Ketua Bidang Agraria dan Tata Ruang Gapki Eddy Martono meminta agar Wakil ketua DPR RI Fadli Zon tak asal melempar tuduhan terkait karhutla sebab, hal ini dinilai justru akan memperkeruh suasana.

WowKeren - Kebakaran hutan dan lahan (karhutla) yang terjadi di Pulau Sumatera dan Kalimantan tak hanya menyita perhatian nasional namun juga dunia. Tak sedikit yang mengait-kaitkan karhutla ini dengan perusahaan sawit.

Wakil Ketua DPR RI Fadli Zon salah satunya. Fadli mengatakan bahwa karhutla disebabkan oleh industri kelapa sawit yang serampangan saat membuka lahan. Sehingga hal ini menyebabkan citra sawit buruk di mata dunia.

"Sederhana saja, bagaimana kita bisa merayu negara-negara Eropa untuk terus membuka pasarnya bagi produk sawit Indonesia," kata Fadli melalui cuitan di akun Twitter miliknya, Rabu (18/9). "Ketika pada saat bersamaan semua tuduhan mereka atas perkebunan sawit Indonesia yang merusak lingkungan, melakukan deforestasi. malah dikonfirmasi oleh bencana karhutla yang 99 persen akibat ulah manusia dan terus menerus terjadi?"

Pernyataan Fadli pun mendapat respons dari Ketua Bidang Agraria dan Tata Ruang Gapki Eddy Martono. Eddy menilai bahwa tuduhan Fadli tidak tepat dan justru akan memperburuk kondisi. "Nah berita tuduhan-tuduhan seperti ini lah yang justru memperburuk keadaan kelapa sawit," kata Eddy dilansir dari Detik, Jumat (20/9).


Eddy meminta agar Fadli tidak asal melayangkan tuduhan. Sebaliknya, ia mengajak Fadli untuk sama-sama mengecek kebenaran di lapangan.

"Jangan asal lempar tuduhan, mendingan sama-sama cek kebenaran di lapangan aja untuk lihat langsung bagaimana yang terjadi," tegas Eddy. "Jadi nggak asal lempar tuduhan. Justru asal tuduh ini yang bikin image-nya jelek."

Eddy membantah jika para pengusaha sawit membuka lahan mereka dengan melakukan pembakaran atau kerusakan alam lainnya.
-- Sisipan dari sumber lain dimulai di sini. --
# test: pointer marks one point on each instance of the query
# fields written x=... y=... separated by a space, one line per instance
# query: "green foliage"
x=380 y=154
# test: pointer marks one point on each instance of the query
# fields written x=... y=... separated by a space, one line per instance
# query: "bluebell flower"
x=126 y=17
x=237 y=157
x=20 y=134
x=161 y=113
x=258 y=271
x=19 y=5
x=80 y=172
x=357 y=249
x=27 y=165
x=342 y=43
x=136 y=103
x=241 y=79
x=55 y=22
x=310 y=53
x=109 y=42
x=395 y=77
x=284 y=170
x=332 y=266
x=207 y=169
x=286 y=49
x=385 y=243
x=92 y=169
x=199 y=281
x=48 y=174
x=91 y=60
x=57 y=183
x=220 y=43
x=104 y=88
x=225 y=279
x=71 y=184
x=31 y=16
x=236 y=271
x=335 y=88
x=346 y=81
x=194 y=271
Sebab, lahan yang terbakar adalah semak belukar, bukan hutan alam murni.

"Kalau untuk menyebabkan deforestasi dan merusak lahan hutan saya rasa itu tidak benar," tutur Eddy. "Karena yang terbakar ini lahan semak belukar, notabene ini sudah tidak ada tanaman hutannya, kalau dilihat di televisi itu semuanya adalah lahan semak belukar bukan hutan alam murni."